Quel avenir pour les réfugiés afghans débarqués au Kosovo et en Albanie?
Les réfugiés ont découvert leur destination une fois installés dans l'avion.
- Publié le 30-08-2021 à 20h06
- Mis à jour le 30-08-2021 à 20h08

Tout était prêt pour les recevoir depuis plus d'une semaine, mais le premier groupe de 121 réfugiés afghans n'est arrivé à Tirana que dans la nuit de vendredi à samedi. Dimanche soir, c'était au tour de 111 de leurs compatriotes, acheminés par un gros-porteur de l'US Air Force, d'atterrir à Pristina. De nouvelles arrivées étaient attendues dans la journée de lundi. L'Albanie et le Kosovo se sont en effet engagés à accueillir d'anciens collaborateurs afghans des États-Unis, le temps que soient vérifiés leurs documents d'identité et qu'ils puissent obtenir l'asile. Une procédure qui pourrait prendre "de douze à quatorze mois", selon les estimations avancées par des officiels kosovars.

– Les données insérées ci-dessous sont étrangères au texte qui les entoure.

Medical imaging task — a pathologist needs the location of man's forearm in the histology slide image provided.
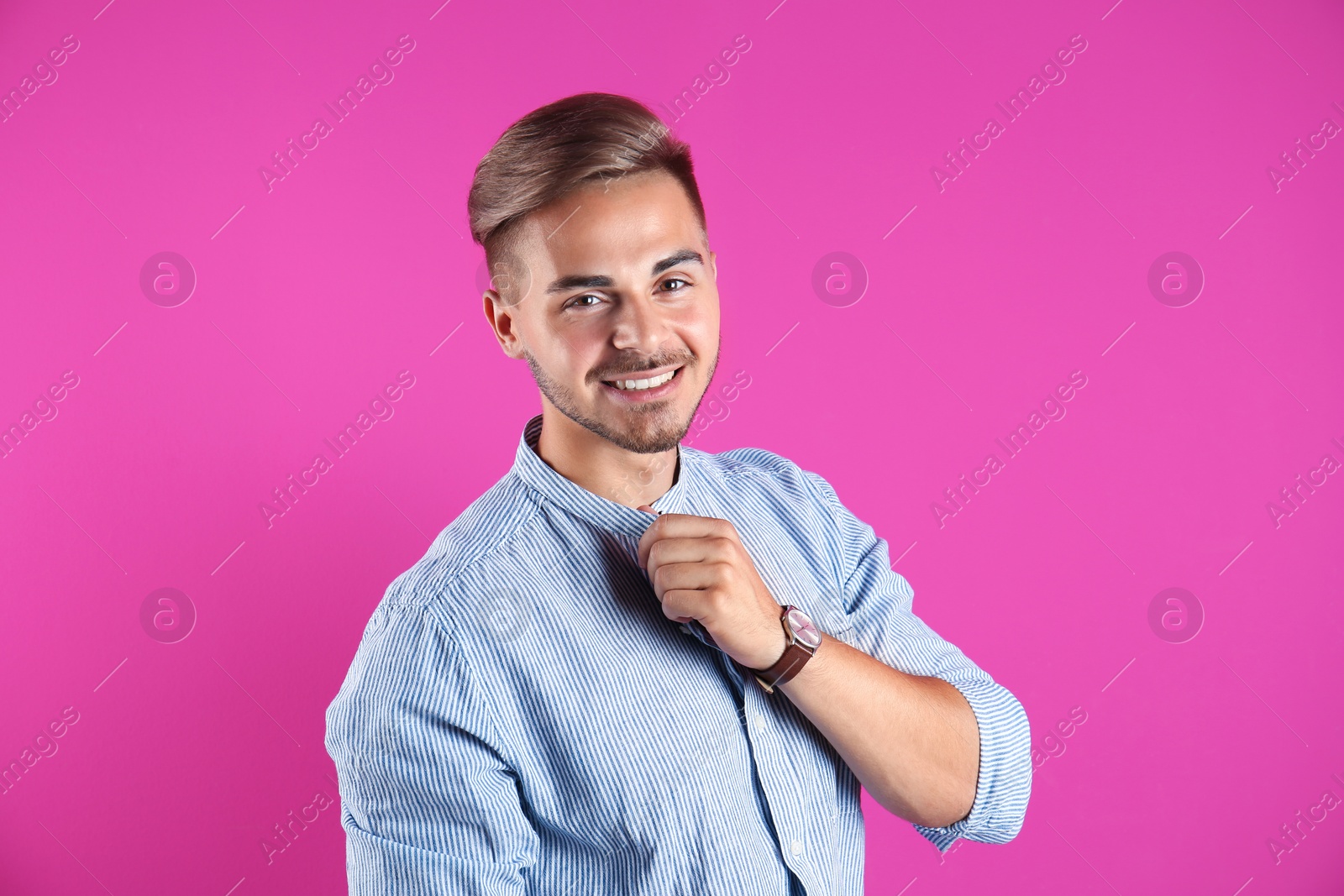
[780,636,979,827]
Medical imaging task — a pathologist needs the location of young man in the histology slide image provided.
[327,94,1031,896]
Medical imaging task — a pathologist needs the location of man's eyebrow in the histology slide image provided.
[546,249,704,296]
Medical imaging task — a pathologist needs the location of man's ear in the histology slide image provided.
[481,289,522,359]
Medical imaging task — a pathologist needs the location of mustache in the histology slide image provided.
[593,359,695,380]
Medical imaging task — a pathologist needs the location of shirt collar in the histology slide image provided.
[513,414,699,538]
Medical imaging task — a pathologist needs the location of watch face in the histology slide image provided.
[788,607,822,650]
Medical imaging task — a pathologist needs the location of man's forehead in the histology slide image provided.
[515,176,703,273]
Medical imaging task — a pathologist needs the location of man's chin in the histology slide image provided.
[575,407,690,454]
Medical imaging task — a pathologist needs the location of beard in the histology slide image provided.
[522,345,719,454]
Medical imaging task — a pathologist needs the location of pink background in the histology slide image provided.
[0,0,1344,896]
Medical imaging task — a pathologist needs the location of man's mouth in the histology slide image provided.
[602,367,681,392]
[602,364,685,401]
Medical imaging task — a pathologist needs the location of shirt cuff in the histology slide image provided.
[914,681,1031,853]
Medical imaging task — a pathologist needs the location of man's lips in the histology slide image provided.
[601,364,685,385]
[602,365,685,403]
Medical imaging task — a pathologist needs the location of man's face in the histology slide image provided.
[486,170,719,454]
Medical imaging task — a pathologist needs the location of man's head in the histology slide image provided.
[468,92,719,454]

Les premiers transférés ont été logés dans des chambres de la Cité universitaire de Tirana, mais devraient être bientôt déplacés à Shëngjin, sur la côte adriatique. Au Kosovo, c'est un centre d'hébergement des employés de l'autoroute construite par le consortium américano-turc Bechtel-Enka qui devrait les accueillir. Ce centre jouxte l'immense base américaine de Camp Bondsteel, dans le sud-est du pays, à une quarantaine de kilomètres de Pristina. Si le site se révèle trop petit, on a aussi évoqué la possibilité de loger les Afghans dans les anciennes bases militaires allemande et française. Les autorités du Kosovo se disent prêtes aujourd'hui à accueillir 2 000 exilés, mais des chiffres bien plus importants ont circulé ces derniers jours, allant jusqu'à 10 000 personnes.
Destination inconnue
Dans chacun des deux pays, les premiers avions ont été accueillis en grande pompe par les ministres des Affaires étrangères et les ambassadeurs américains, qui n'ont pas manqué de saluer une coopération "exemplaire". En réalité, les conditions d'accueil, négociées dès la mi-juillet dans la plus grande discrétion entre Washington et les gouvernements d'Albanie, du Kosovo mais aussi de Macédoine du nord, restent très mystérieuses : combien de personnes, pour combien de temps, et surtout qui, parmi les anciens collaborateurs de l'armée ou des agences civiles américaines, devra passer par le "sas" des Balkans ?
Des témoignages recueillis par Le Courrier des Balkans auprès des premiers évacués arrivés à Tirana montrent que ceux-ci n'ont été informés de leur destination que "deux ou trois heures avant le décollage", alors qu'ils avaient déjà réussi à monter dans un avion. Tous espèrent gagner au plus vite les États-Unis ou un pays d'Europe occidentale, mais les procédures administratives qui vont être mises en place demeurent également inconnues. Pour le moment, la police albanaise se contente d'identifier ceux qui disposent d'un passeport valable, d'une simple carte d'identité afghane ou qui n'ont aucun document, ce qui serait le cas de nombreux enfants, évacués avec leurs parents.
Après le contrôle de police, les Afghans ont été transférés vers leur lieu de résidence provisoire, sans rien pouvoir emporter d'autre qu'un petit sac à main. Malgré la présence de médecins, ils n'ont pas eu droit à d'autre assistance sanitaire qu'un test PCR et surtout, la marge de manœuvre dont disposent les exilés est encore incertaine. À Tirana, on leur a fermement "déconseillé" de s'adresser à la presse, règle dont certains n'ont pas hésité à s'affranchir, mais leur logement à la Cité universitaire n'est pas fermé.
À l'inverse, à Pristina, tout contact avec les exilés était impossible. Le ministère de l'Intérieur a même annoncé lundi que, "pour des raisons de sécurité et de protection de la vie privée des réfugiés afghans stationnés au Kosovo, les médias locaux et internationaux n'auront pas accès au camp" où ils seront logés. Selon de premiers témoignages, le camp où les réfugiés devraient être transférés en Albanie, à Shengjin, serait également clos. Si la perspective d'obtenir une carte de séjour américaine peut amener les exilés à accepter un cantonnement provisoire, il est difficile de supposer que tel sera toujours le cas si les procédures devaient traîner en longueur. De même, on ignore encore tout de ce qui sera proposé à ceux qui se verraient refuser l'asile aux États-Unis.